Nah, selain karena faktor internal diatas terdapat juga faktor eksternal yang turut berkontribusi menjungkir balikan eksistensi pertanian didaerah. Antara lain persoalan tata niaga (politik dunia usaha) pertanian hingga setting politik para elit didaerah.
Fakta memperlihatkan alam Manggarai memang sangat cocok dan ekual untuk pertanian tetapi setting politik yang dimainkan lebih pada penumpukan proyek bidang infrastruktur.
Saya tidak menyatakan infrastruktur itu tidak penting, meski jalan raya diperlukan, namun kualitas pertanian yang lebih diutamakan. Itulah sebabnya rekomendasi utama dan yang paling terutama dalam penyediaan tenaga teknis lebih diarahkan pada penambahan jumlah personil PPL pertanian dan peningkatan kualitasnya.
Terdapat ironi yang sulit dipertanggungjawabkan ketika pola pertanian masyarakat kita masih terbatas pada pola tradisional, persis ketika dunia sudah memasuki pasar global yang berkiprah pada kualitas pertanian.
Pembangunan disektor pertanian selama ini masih belum menunjukan adanya sinergitas antar seluruh stakeholder. Sinergi antar bidang, pembangunan sangat diperlukan demi kelancaran pelaksanaan dan tercapainya secara efektif dan efesien berbagi sasaran pembangunan.
Kondisi ini dapat terjadi karena belum transparannya pembagian tugas dan fungsi instansi-instansi pertanian yang mengakibatkan tumpang tindih kebijakan dan kekuasaan.

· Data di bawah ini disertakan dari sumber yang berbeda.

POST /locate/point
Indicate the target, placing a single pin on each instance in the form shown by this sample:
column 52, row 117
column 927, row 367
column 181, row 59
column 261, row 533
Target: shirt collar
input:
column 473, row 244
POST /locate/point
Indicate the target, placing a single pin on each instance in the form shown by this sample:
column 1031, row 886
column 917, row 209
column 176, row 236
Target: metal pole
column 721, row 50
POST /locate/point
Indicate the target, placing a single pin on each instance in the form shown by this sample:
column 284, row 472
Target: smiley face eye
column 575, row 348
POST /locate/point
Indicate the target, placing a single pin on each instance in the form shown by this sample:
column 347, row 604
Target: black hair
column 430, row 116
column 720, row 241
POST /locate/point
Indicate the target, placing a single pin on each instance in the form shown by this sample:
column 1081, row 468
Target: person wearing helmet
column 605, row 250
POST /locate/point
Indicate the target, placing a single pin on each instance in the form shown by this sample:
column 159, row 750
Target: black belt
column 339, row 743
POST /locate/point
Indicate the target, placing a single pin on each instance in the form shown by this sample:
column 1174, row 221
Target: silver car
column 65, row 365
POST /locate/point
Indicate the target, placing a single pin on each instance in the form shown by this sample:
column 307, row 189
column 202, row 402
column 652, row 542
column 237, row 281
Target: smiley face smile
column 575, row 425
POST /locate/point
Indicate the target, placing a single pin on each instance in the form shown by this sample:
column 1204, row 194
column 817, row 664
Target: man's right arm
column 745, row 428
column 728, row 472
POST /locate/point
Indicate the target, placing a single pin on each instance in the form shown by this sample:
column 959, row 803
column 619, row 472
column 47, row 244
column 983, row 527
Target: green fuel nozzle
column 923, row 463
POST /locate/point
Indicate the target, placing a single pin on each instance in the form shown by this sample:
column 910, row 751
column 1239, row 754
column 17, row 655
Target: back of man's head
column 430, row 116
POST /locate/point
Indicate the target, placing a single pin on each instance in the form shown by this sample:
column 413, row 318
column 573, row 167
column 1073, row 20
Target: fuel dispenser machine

Pembangunan masing-masing sektor yang berdiri sendiri akan sulit mencapai keberhasilan. Konkritnya, program-program pertanian yang dilakukan di Manggarai harus ditunjang oleh semua sektor terkait.
Sudah saatnya pemerintah Manggarai lebih serius memperhatikan petani. Petani jangan lagi dijadikan obyek pembangunan, politik dan kekuasaan. Perencanaan pembangunan kedepan semestinya mengakomodasi konsep pemberdayaan dan partisipatif petani sebagai subyek dari kemiskinan itu sendiri.
Politik Dunia Usaha
Selain kacau balaunya birokrasi dan kebijakan elit didaerah, juga ditambah lagi dengan masalah tata niaga komuditas pertanian.